Owing to these pressures, Mulraj decided to resign from his duties in December 1847 but was urged to continue on until the winter harvest gathering in March 1848. The British used his resignation as an excuse to strengthen their influence in the region, with Kahan Singh Man being appointed as the successor but real power lying with Vans Agnew of the Civil Service and Lt. Anderson of the European Fusiliers, being accompanied to Multan by a force of fourteen hundred Durbar troops, a Gurkha regiment of infantry, seven hundred cavalry and one hundred artillerymen with six guns. When the Englishmen, Kahan Singh, and their forces arrived, Mulraj ordered his officers to welcome them and handed his keys to Multan fort to them, which was inspected by the new arrivals on 19 April 1848. The Englishmen decided to dismiss the Multani garrison at the fort and replace them with the Gurkha infantry. While Mulraj was escorting the Englishmen to the gate of the fort, an angered member of the Multani garrison which had just been removed from their duties named Amir Chand was offended by the order to offer salaam to the Sahibs who had made the order that caused him to lose his job decided to lunge at Vans Agnew with his spear and pierced Agnew's side. The next day on 20 April 1848, the camp of the British at the Idgah was mobbed by the upset locals, with Agnew being beheaded by a Mazhabi Nihang Sikh named Godar Singh and Anderon being killed by the mob by being hacked into pieces. Agnew's severed head was used as a football by the mob, being set on-fire, urinated, and spat upon. Godar Singh threatened the British that he will kill all of them as far as Calcutta. Mulraj, who had a timid disposition, soon found himself being seen as the leader of this rebellion with little choice in the matter.

==The Sikh revolt==
One of the first acts of the new British Resident in Lahore, Sir Frederick Currie, was to raise taxes. This move caused widespread resentment, particularly in Multan, where Mulraj had remained steadfastly loyal to Ranjit Singh and his family. To counter the resentment, British officials sought to replace Mulraj with Sardar Kahan Singh Mann, an official from the court at Lahore who was more sympathetic to their interests.

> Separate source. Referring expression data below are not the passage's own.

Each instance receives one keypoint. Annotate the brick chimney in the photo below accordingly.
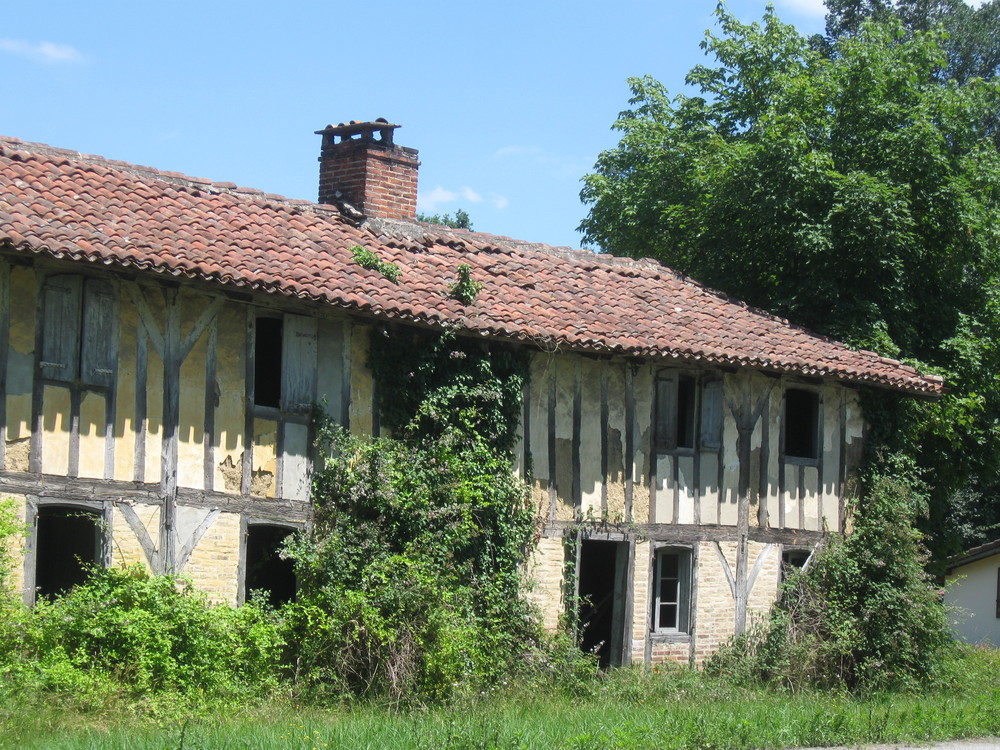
(360, 164)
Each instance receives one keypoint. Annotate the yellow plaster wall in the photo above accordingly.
(20, 365)
(616, 438)
(361, 382)
(15, 544)
(214, 562)
(191, 425)
(265, 458)
(154, 415)
(642, 383)
(591, 480)
(230, 390)
(56, 405)
(92, 434)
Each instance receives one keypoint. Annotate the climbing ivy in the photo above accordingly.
(465, 290)
(410, 580)
(367, 259)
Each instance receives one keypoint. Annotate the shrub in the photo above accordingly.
(147, 635)
(864, 615)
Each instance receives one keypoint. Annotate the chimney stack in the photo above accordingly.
(360, 164)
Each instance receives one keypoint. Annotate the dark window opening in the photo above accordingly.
(69, 541)
(266, 570)
(685, 411)
(801, 423)
(602, 594)
(673, 573)
(267, 362)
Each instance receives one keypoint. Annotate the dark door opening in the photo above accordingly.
(266, 571)
(602, 579)
(69, 540)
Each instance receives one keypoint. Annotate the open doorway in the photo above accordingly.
(68, 541)
(265, 569)
(603, 582)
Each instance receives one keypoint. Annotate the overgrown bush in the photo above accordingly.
(863, 616)
(410, 575)
(130, 634)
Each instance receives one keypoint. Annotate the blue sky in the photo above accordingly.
(508, 103)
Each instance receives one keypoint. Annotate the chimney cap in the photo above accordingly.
(366, 131)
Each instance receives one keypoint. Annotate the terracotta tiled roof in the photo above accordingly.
(67, 205)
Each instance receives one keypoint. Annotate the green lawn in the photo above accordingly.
(625, 709)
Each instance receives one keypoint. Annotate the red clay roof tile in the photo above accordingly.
(64, 204)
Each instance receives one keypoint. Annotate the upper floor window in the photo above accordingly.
(672, 604)
(688, 412)
(801, 424)
(285, 362)
(79, 325)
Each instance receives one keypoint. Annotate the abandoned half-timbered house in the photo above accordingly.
(163, 339)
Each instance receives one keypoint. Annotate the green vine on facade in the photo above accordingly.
(367, 259)
(465, 290)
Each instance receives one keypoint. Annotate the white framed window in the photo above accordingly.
(688, 412)
(672, 602)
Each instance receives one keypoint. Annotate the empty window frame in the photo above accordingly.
(688, 410)
(266, 571)
(672, 603)
(285, 363)
(69, 540)
(79, 342)
(801, 424)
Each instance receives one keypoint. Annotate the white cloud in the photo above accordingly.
(558, 167)
(46, 52)
(440, 197)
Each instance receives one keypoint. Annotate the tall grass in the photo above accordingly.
(624, 709)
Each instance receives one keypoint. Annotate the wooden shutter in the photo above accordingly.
(298, 364)
(711, 414)
(60, 354)
(99, 356)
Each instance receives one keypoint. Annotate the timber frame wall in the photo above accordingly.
(162, 437)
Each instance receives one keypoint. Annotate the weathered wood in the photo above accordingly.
(141, 403)
(4, 354)
(58, 329)
(605, 426)
(577, 419)
(85, 490)
(171, 419)
(551, 411)
(630, 428)
(207, 317)
(184, 554)
(99, 347)
(212, 396)
(146, 542)
(248, 416)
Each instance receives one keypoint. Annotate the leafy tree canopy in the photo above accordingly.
(972, 43)
(848, 189)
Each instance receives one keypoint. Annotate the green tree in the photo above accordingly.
(849, 190)
(973, 34)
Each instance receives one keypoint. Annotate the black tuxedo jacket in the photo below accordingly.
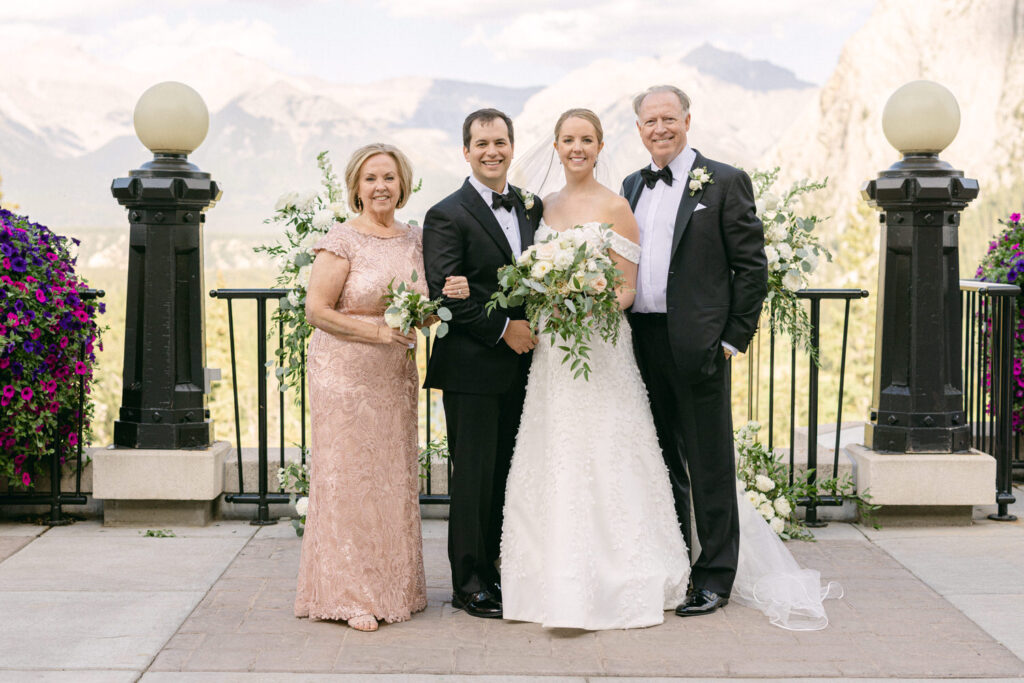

On 18 April 1848, Kahan Singh arrived at the gates of Multan, accompanied by Patrick Vans Agnew of the Bengal Civil Service and Lieutenant William Anderson from the Bombay Fusilier Regiment. They were supported by a small escort of Gurkhas. The next day, Mulraj was to present the keys of the city to the two British officers. As the two officers began to ride out of the citadel, a soldier from Mulraj's Sikh army attacked Vans Agnew. This may have been the sign for a concerted attack, as a mob surrounded and attacked them. Mulraj's troops either stood by, or joined the mob. Both officers were wounded, and took refuge in a mosque outside the city, where Anderson wrote a plea for help. Mulraj had probably not been a party to the conspiracy among his own troops. He nevertheless regarded himself as committed to rebellion by their actions. The poet Hakim Chand recites, "Then the mother of Mulraj spoke to him reminding him of the Sikh Gurus and martyrs: "I will kill myself leaving a curse on your head. Either lead your men to death or get out of my sight; (and) I shall undertake the Khalsa army and go to the battle ...". She tied a bracelet on his wrist and sent him to the battle. Next morning, the mob hacked the two British officers to death. Mulraj presented Vans Agnew's head to Kahan Singh and told him to take it back to Currie at Lahore.

==Second Anglo-Sikh War==
The events at Multan provided a casus belli for the British and led to the Second Anglo-Sikh War. Mulraj was portrayed as a blood-thirsty despot intent on the overthrow of Duleep Singh and his British allies. British officials hoped that by portraying Mulraj as an enemy of the Maharaja other influential Sikhs would refrain from joining his rebellion. Mulraj was however soon reinforced by several other regiments of the Khalsa, the former army of the Sikh kingdom, which rebelled or deserted. A Sikh saint Maharaj Singh played a key role in directing deserted Khalsa soldiers to Multan in support of Mulraj. He also took other measures to strengthen his defences, digging up guns which had previously been buried and enlisting more troops.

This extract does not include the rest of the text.